Parents need to be realistic when raising their daughters. Having your cake and eating it too sounds great but if place your focus on the importance of career and education to your daughters, you need to warn them that a pursuit of those things will impact their later desire to have a family. This is true for parents who are not Christians but it is infinitely truer for Christian families. My desire for our daughters is first and foremost for them to marry Christian men who understand and embrace being a husband and a father, someone who will lead in the home and will provide for his family. That comes before anything else including education and career. That might mean that instead of taking an annual cruise, they vacation close to home. Disneyland may have to wait, replaced by a trip to the zoo.

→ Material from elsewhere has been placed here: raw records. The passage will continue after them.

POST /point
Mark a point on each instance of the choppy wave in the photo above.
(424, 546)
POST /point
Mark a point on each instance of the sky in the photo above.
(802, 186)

Our model as a family doesn’t make sense for everyone. We got married when I was in college and my wife was working. We had a couple of kids while I was still in school but one of our mom’s watched them in one of the homes we grew up in while we were at work or school. As soon as I graduated my wife quit her job and we have lived on my salary alone for almost 15 years. It has been a struggle at times but I also know that my kids are at home with my wife every day. We don’t have to worry about daycare or babysitters. Is that right for everyone? Probably not but I can say that it was right for us and that I don’t long for the material goods we missed out on or the trips we could have taken. Our family comes first and that is far more valuable than career aspirations, nicer cars or better vacations.